The Atonement of the Lord Jesus Christ is the heart and core and center of revealed religion.

Elder Bruce R. McConkie Christ and the Creation

By , on November 2, 2015

Encyclopedia of Mormonism, Sanctification


Sanctification is the process of becoming a saint, holy and spiritually clean and pure, by purging all sin from the soul. Latter-day Saint scriptures mention several factors that make sanctification possible.

First is the Atonement of Jesus Christ (D&C 76:41-42;88:18; Moro. 10:33; Alma 13:11). Christ’s blood sanctifies God’s repentant children by washing them clean in a way that extends beyond the remission of sins at baptism.

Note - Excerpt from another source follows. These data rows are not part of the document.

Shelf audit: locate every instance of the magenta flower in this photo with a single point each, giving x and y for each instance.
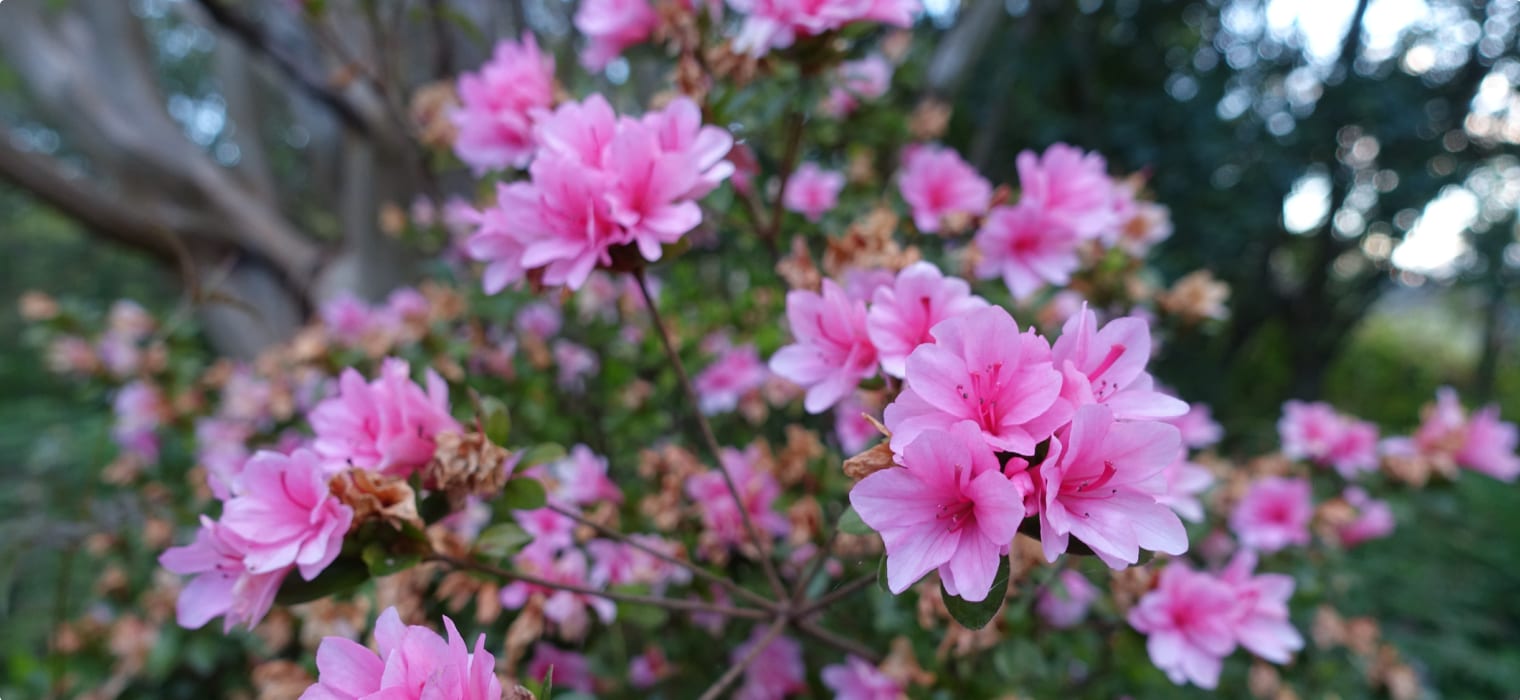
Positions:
(1070, 189)
(1274, 513)
(981, 369)
(856, 679)
(285, 513)
(1107, 366)
(611, 26)
(812, 190)
(1189, 621)
(412, 664)
(832, 351)
(1099, 486)
(903, 313)
(949, 507)
(497, 107)
(386, 425)
(937, 182)
(1026, 249)
(222, 583)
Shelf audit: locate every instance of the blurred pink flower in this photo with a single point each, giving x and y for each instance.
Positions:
(1274, 513)
(497, 107)
(949, 507)
(832, 351)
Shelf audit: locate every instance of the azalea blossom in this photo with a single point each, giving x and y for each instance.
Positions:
(937, 182)
(1274, 513)
(497, 107)
(981, 369)
(832, 350)
(414, 662)
(949, 507)
(388, 424)
(903, 313)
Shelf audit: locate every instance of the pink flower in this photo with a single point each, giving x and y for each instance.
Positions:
(981, 369)
(1189, 621)
(1026, 249)
(412, 664)
(937, 182)
(611, 26)
(949, 507)
(1070, 189)
(1064, 605)
(1098, 485)
(497, 107)
(812, 190)
(1274, 513)
(1107, 366)
(832, 351)
(903, 313)
(736, 372)
(285, 513)
(858, 679)
(222, 583)
(775, 671)
(386, 425)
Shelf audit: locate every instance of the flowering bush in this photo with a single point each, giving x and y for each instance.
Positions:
(520, 444)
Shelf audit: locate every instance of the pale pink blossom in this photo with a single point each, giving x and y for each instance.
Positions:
(981, 369)
(949, 507)
(222, 583)
(611, 26)
(388, 424)
(1026, 249)
(497, 107)
(903, 313)
(856, 679)
(1099, 485)
(285, 513)
(812, 190)
(937, 182)
(1274, 513)
(832, 351)
(412, 662)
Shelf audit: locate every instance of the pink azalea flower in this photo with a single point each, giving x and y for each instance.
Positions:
(937, 182)
(1070, 189)
(1064, 605)
(222, 583)
(736, 372)
(775, 671)
(611, 26)
(903, 313)
(1260, 623)
(497, 107)
(856, 679)
(812, 190)
(832, 351)
(1189, 624)
(412, 664)
(949, 507)
(386, 425)
(1026, 249)
(285, 513)
(1274, 513)
(981, 369)
(1107, 366)
(1099, 485)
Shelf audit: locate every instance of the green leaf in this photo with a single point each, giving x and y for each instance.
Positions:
(525, 494)
(850, 523)
(976, 615)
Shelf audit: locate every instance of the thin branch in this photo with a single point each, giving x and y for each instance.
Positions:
(744, 664)
(640, 600)
(762, 551)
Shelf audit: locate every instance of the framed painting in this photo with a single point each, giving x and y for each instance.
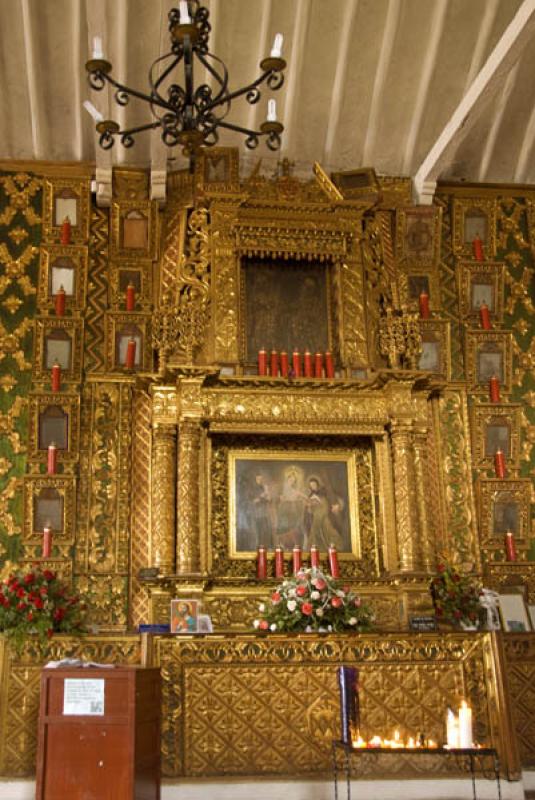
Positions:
(292, 499)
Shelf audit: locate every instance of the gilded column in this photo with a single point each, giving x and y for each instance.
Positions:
(187, 543)
(409, 552)
(163, 497)
(421, 470)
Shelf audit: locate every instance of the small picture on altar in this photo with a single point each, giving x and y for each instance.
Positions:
(184, 616)
(284, 501)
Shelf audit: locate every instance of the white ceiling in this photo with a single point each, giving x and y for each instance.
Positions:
(368, 82)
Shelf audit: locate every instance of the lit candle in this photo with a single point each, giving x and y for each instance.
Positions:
(284, 364)
(261, 563)
(52, 459)
(131, 354)
(329, 365)
(296, 559)
(66, 231)
(272, 111)
(130, 297)
(262, 362)
(333, 561)
(477, 246)
(59, 302)
(296, 363)
(185, 18)
(307, 361)
(56, 377)
(484, 316)
(279, 562)
(98, 53)
(499, 463)
(494, 389)
(47, 541)
(510, 547)
(276, 50)
(465, 725)
(274, 364)
(423, 302)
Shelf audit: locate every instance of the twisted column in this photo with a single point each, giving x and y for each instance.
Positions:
(163, 497)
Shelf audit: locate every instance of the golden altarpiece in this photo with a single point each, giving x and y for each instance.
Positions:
(146, 496)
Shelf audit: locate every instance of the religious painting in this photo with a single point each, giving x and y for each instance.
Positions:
(184, 616)
(286, 307)
(287, 500)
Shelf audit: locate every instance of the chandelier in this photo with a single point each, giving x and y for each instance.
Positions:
(188, 116)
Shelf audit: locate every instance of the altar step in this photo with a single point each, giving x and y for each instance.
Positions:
(257, 789)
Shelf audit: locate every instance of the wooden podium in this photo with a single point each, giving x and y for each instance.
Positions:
(99, 734)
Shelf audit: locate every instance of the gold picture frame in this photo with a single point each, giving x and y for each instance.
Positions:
(290, 498)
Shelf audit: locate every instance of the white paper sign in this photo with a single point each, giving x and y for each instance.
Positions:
(83, 696)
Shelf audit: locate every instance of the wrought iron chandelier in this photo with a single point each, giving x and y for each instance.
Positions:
(188, 116)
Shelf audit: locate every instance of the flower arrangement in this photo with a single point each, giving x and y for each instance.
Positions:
(456, 597)
(312, 601)
(36, 603)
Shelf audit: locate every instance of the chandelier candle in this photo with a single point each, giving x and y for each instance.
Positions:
(261, 563)
(484, 316)
(56, 377)
(262, 362)
(59, 302)
(52, 459)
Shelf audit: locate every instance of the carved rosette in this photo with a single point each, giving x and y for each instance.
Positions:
(163, 497)
(187, 543)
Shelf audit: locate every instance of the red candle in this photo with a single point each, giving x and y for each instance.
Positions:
(494, 389)
(314, 556)
(47, 542)
(130, 297)
(484, 316)
(274, 364)
(59, 302)
(262, 362)
(65, 231)
(296, 364)
(510, 547)
(333, 562)
(423, 302)
(329, 365)
(296, 559)
(52, 459)
(477, 245)
(284, 364)
(56, 377)
(279, 562)
(499, 464)
(261, 563)
(131, 354)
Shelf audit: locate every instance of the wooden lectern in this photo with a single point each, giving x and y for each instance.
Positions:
(99, 734)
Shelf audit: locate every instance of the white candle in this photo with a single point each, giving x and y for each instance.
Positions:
(465, 725)
(185, 18)
(95, 113)
(276, 50)
(272, 110)
(98, 53)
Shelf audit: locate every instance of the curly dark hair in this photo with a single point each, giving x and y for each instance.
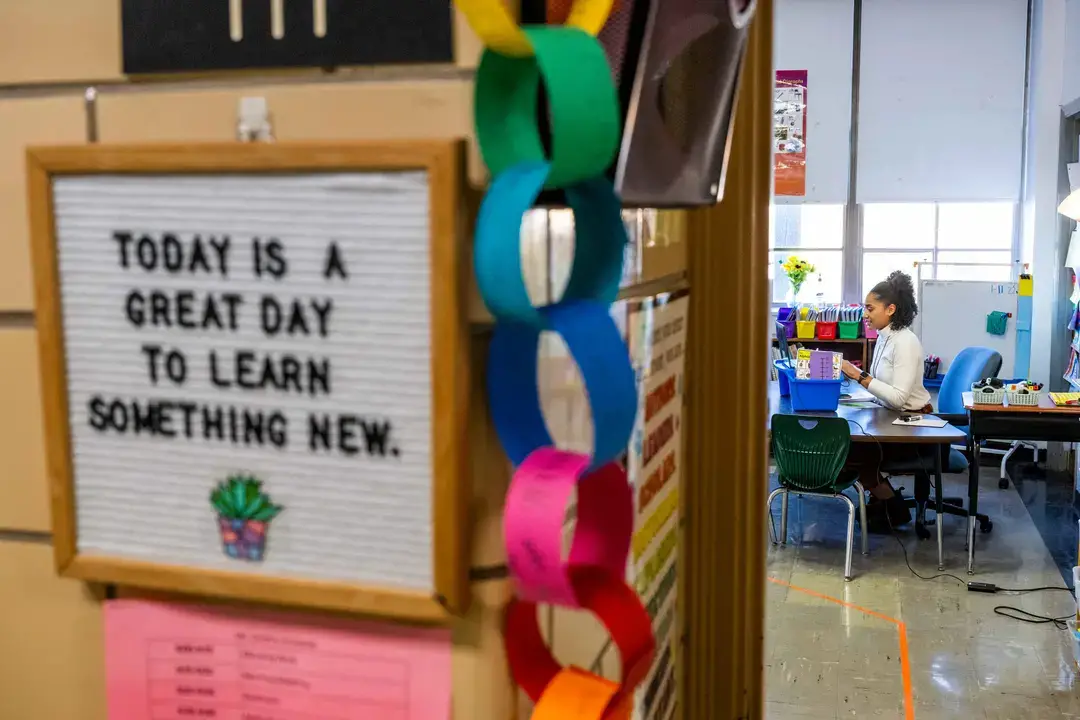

This cleansing is given through grace to all who “love and serve God” (D&C 20:31). “For by the water ye keep the commandment; by the Spirit ye are justified, and by the blood ye are sanctified” (Moses 6:60; cf. 1 John 5:8).

Second is the power of the Holy Ghost, the agent that purifies the heart and gives an abhorrence of sin (Alma 13:12; 3 Ne. 27:20).

Third is progression through personal righteousness (see also Justification). Faithful men and women fast; pray; repent of their sins; grow in humility, faith, joy, and consolation; and yield their hearts to God (Hel. 3:35). They also receive essential ordinances such as baptism (D&C 19:31) and, if necessary, endure chastening (D&C 101:5). Thus, Latter-day Saints are exhorted to “sanctify yourselves” (D&C 43:11) by purging all their iniquity (MD, pp. 675-76).